A lot of the guidelines you read on here come from the commercial hatching industry, the people where one hatchery might hatch 1,000,000 chicks a week using incubators that hold 60,000 or even 120,0000 eggs each. Just a minor change in hatch rate can mean a whole lot of chicks over the course of a year for them. I normally hatch around 40 chicks a year, half of them under broody hens. I would not notice a 1% difference in hatch rate a year, but for that one commercial hatchery 1% would mean 500,000 chicks a year. That’s noticeable. The guidelines are important, you need to know what your target should be, but there is a lot of leeway in many of them. There is not a sudden change from where all eggs will hatch to where no egg will hatch. The further you stray from the ideal conditions the less likely the egg is to hatch, but with many of those guidelines you have to travel a pretty good distance away from the ideal before it gets very noticeable. Know what you are shooting for, but just do the best you reasonably can and you will probably do OK.

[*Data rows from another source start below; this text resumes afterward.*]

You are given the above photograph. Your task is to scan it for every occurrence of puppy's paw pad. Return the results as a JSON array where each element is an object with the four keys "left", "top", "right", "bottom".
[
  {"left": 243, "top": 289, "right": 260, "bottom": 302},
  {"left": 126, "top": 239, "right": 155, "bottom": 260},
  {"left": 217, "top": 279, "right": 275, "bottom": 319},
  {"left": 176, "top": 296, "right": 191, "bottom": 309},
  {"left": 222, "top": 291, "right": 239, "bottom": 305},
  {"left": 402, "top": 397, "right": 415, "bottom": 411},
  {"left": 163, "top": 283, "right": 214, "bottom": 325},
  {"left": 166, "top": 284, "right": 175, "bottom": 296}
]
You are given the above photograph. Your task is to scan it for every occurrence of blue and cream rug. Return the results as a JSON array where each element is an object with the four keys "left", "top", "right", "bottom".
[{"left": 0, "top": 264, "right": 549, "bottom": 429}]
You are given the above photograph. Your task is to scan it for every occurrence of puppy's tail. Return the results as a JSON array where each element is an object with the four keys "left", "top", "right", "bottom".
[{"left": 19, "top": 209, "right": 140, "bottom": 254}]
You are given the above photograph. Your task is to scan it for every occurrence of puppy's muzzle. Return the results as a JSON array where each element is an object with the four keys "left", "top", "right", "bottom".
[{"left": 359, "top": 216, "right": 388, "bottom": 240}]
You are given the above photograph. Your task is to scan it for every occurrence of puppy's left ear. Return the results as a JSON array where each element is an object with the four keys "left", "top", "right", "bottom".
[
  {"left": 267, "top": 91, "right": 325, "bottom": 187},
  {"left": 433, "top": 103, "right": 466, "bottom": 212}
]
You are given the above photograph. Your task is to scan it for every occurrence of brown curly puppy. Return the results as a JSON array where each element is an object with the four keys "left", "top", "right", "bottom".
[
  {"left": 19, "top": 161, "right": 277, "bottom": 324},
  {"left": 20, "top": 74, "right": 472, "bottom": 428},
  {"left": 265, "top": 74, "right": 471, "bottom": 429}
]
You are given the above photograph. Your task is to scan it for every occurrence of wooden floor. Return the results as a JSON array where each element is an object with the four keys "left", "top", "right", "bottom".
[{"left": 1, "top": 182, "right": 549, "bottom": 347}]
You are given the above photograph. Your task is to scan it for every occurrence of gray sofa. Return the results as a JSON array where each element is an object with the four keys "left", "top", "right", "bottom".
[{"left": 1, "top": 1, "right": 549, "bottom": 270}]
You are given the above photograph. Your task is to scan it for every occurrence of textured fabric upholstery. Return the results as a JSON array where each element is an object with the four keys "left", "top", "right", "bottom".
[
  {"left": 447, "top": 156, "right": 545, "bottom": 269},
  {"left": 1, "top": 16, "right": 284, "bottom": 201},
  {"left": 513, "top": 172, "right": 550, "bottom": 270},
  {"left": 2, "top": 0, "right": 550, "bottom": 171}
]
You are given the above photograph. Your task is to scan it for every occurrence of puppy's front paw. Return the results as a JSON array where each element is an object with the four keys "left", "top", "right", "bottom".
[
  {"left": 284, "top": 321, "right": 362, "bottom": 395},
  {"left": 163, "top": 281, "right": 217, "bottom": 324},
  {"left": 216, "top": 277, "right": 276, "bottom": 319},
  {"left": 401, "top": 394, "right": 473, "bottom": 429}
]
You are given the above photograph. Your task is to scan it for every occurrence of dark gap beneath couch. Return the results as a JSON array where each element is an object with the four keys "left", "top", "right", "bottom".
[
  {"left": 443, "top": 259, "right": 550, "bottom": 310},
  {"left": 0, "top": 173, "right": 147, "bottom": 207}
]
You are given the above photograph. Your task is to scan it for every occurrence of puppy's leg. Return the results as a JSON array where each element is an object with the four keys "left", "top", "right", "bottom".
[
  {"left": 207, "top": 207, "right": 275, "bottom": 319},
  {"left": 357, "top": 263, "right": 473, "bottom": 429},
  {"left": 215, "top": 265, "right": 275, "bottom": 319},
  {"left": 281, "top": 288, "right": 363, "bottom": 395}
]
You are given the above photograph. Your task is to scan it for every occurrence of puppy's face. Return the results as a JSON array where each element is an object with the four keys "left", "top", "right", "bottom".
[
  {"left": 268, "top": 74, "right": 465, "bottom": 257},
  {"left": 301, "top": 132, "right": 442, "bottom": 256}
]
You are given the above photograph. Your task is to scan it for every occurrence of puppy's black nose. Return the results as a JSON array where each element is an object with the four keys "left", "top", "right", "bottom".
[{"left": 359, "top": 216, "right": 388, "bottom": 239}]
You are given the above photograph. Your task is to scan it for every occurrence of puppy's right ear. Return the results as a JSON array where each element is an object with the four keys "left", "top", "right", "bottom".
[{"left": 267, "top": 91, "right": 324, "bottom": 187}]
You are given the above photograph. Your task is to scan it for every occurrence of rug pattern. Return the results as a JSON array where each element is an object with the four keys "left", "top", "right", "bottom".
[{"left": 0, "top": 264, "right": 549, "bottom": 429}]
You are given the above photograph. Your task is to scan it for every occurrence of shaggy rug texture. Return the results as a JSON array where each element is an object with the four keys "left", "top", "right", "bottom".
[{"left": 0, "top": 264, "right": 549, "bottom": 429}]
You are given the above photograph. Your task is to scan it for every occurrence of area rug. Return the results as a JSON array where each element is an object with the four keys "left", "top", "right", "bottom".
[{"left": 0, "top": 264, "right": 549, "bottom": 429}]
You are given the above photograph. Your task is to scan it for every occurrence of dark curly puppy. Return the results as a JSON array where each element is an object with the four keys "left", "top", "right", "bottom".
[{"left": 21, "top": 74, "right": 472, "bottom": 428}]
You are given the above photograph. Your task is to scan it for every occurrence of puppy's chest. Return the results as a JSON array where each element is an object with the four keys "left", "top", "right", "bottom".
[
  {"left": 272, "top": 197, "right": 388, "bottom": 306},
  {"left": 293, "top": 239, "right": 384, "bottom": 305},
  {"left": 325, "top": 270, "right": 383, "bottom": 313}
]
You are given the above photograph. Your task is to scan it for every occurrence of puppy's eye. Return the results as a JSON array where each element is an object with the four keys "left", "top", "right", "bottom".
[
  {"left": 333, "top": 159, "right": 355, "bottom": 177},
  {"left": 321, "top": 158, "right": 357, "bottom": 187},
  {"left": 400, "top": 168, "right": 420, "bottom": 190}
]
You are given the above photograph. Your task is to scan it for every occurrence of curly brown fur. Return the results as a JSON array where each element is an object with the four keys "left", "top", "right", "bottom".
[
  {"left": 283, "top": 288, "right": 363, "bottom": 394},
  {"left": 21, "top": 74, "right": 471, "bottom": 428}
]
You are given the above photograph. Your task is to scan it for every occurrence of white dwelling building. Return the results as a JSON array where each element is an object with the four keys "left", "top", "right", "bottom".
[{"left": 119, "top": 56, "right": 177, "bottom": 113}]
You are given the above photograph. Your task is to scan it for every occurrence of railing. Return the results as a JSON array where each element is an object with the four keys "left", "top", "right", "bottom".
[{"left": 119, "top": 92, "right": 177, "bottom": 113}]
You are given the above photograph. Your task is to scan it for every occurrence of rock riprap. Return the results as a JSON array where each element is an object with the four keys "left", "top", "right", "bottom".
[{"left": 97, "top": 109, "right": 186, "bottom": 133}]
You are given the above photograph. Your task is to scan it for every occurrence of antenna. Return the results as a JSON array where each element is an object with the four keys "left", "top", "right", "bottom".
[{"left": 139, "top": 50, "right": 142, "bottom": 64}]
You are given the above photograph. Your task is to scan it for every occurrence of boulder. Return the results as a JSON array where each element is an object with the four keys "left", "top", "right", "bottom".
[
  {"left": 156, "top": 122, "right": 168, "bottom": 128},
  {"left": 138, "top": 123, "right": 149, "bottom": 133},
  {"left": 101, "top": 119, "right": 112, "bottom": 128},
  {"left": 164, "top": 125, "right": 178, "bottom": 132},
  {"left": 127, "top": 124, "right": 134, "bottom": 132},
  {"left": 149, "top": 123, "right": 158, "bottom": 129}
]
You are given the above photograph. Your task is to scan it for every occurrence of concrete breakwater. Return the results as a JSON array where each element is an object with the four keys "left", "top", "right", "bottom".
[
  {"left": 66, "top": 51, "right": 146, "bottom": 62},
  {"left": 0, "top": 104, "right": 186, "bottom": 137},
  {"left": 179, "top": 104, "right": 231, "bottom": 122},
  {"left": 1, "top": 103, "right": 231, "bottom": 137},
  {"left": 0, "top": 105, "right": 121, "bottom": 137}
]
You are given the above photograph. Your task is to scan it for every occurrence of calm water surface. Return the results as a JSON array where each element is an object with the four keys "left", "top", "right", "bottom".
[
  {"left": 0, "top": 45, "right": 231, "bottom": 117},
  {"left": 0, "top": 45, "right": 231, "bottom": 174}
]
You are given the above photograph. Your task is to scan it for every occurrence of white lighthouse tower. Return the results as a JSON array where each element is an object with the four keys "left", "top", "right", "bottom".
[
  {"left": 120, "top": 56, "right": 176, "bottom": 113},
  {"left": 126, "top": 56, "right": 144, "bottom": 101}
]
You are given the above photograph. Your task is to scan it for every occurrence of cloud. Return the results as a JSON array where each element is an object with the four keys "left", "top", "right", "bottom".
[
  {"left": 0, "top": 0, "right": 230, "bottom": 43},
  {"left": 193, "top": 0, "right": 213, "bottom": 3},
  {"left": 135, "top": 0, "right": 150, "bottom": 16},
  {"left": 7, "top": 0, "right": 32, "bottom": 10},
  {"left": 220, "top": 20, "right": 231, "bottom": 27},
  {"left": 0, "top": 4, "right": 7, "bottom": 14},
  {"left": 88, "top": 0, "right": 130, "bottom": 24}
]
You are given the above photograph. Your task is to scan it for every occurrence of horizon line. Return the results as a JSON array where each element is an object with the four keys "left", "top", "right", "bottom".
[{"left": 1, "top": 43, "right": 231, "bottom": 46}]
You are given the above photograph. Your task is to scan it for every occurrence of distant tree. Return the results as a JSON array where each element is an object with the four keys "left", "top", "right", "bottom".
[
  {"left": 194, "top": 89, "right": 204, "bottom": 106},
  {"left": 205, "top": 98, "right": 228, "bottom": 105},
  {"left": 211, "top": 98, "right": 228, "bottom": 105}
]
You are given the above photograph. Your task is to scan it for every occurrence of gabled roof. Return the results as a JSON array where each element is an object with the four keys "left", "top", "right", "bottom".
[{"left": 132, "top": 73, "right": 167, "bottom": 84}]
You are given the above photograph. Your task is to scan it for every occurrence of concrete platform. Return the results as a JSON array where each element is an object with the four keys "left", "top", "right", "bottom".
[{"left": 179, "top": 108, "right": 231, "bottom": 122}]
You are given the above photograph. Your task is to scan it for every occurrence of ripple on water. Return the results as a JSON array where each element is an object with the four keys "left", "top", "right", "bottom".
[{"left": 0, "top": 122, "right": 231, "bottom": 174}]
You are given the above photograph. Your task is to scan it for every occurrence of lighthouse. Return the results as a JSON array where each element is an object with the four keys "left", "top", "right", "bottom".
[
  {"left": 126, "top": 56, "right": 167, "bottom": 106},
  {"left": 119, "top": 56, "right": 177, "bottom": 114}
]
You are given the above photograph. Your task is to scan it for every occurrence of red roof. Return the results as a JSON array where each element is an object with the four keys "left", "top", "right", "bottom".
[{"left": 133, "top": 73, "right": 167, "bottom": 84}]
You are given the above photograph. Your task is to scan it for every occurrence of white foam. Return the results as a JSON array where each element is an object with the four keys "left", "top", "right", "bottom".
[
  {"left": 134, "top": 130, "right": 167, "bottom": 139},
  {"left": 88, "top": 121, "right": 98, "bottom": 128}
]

Not every incubator is the same. The commercial boys know they have to learn each new incubator and tweak it to get the best hatch rate even when they have identical models. They also know that if they move an incubator from one side of the room to the other, they will have to relearn how to hatch in it. Conditions have changed. It may be the temperature or humidity of the air going in has changed, it may be something else.
Not all eggs are the same. You get the obvious differences in how and how long they were stored or maybe they were handled differently. There are also differences in each egg. Some have thicker shells, more porous shells, maybe the egg white is thicker or thinner. That means the same humidity is not perfect for each and every egg. What you are trying to do with the humidity is to get to a certain moisture loss in the egg. Since each egg is different you would need a separate incubator for each egg and carefully tuned to that egg to get it perfect. That’s not going to happen.
Last year a brave soul did a hatching journal on here to keep track of moisture loss. He carefully weighed each egg to record weight loss, thinking to adjust the humidity to get it right. The weight loss per egg was way different. There was no way he could hit the perfect humidity for each egg. The only way to do that was to take an average of all the eggs and try to get it close for as many as he could.
The good news out of all this is that there is a pretty wide band of humidity where the eggs have a good chance of hatching. You don’t have to get the humidity perfect for each egg. As long as you are close you can be pretty successful. You need to determine what humidity works for you and that comes with trial and error.
My suggestion is to do the best you reasonably can, select a target humidity and try to stick with it. After the hatch is over open any unhatched eggs and try to determine why it did not hatch. That’s not real easy, by the way. There are a huge number of reasons an egg may not have hatched. Just do the best you can then try tweaking the incubator to see if you can improve on your hatch rate.
For what it is worth, the commercial operations hatch about 90% of the eggs they put in the incubator. About half their failures are due to something that happened before the egg went in the incubator; fertility, how the egg was handled, health and nutrition of the parents, dirty eggs, things like that. About half the failures are due to the incubation process; heat, humidity, improper turning, not good fresh air exchange, something like that. With them hatching 1,000,000 a week their averages mean something. With the number of chicks I hatch my average doesn’t mean a lot. I’ve had 100% hatches and I had one that was only 33% due to me improperly transporting the eggs. I sure learned something from that incubation.
Good luck. Lots of us make mistakes and a few of us actually earn from them.